Being myself paid off really well. I was in a relationship with a nice non-jerky boy who likes basketball and computer games. He was in no less “complicated”. My classmates liked me, even wanted to be around me. My peers expanded to almost the entirety of the whole Medical Science department. Professors adored me and would recommend me on hosting school events, encouraged me to write on the school paper (never happened) and expected me to be one of the best of the batch.

I graduated with a Bachelor’s degree in hand by 2010. Avril was going through a divorce and her cult status diminished.

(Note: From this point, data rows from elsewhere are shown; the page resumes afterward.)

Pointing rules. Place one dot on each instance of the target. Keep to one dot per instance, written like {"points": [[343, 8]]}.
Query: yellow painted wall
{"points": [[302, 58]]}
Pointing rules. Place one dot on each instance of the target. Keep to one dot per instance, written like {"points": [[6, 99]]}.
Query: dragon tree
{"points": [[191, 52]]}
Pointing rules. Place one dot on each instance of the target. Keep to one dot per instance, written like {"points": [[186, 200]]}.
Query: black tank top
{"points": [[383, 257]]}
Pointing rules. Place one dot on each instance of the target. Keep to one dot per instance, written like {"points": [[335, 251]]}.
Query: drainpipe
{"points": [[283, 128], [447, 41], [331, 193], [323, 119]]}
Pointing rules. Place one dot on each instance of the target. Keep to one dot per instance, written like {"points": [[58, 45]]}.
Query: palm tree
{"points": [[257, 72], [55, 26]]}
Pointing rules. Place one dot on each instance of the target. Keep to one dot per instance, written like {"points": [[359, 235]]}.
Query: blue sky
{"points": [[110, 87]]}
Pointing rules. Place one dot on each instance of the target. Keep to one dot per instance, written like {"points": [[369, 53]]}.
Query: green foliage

Indie bands were my companion to countless commutes to work. Traffic was not as painful when you’re listening to Spoon, War Paint, The Kooks, Vampire Weekend, Band of Horses and a bunch of other bands some of my friends haven’t even heard of. And Lady Gaga, I was definitely into Lady Gaga, like big time.

Avril Lavigne rang 2013 with the release of her self named 5th album. I haven’t heard not one song out of it and there is a questionable fear attached with the idea of even trying to. With the aid of YouTube I was informed that she has a single called Hello Kitty and the thumbnail suggests Japanese back up dancers and a lot of pink. And I thought to myself, nope, I’m good.

I think the word we’re looking for is Kawaii..?

Fast forward to present, I must admit that even though I've lost the love I used to have for Avril Lavigne, I still listen to Let Go, in fact I’m listening to it right now, which may be the reason of all this. I find myself going back to the memory of me, kneeling beside my beaten up cassette player, silently agreeing with everything Avril had to say.

I’m not saying I’m too good for Avril Lavigne. She’s not alone in the list of things I used to fangirl about and now as an adult just lost taste for. I’m glad I used to like her and I’m glad I got to talk about it now. Avril saved me from the torments of High School man! Her songs was like a promise that everything will be alright. And sure she turned out to be something completely different from that mental image I strongly cling on to — eyeliner, tank top, necktie, wristbands and her tongue sticking out. Arguably she has gone from great to bad to “uhhmmm what’s going on here?!” but at least she still has a career, she’s not into drugs, zero sex scandals under her belt (as far as I know of) and she has a 17-carat diamond ring to boot courtesy of her husband. So I guess it’s still a pretty good choice for a child hood hero.

Avril’s musical career may have devolved in my books but she definitely kick started the evolution of mine. So thanks Avril. It’s been really good.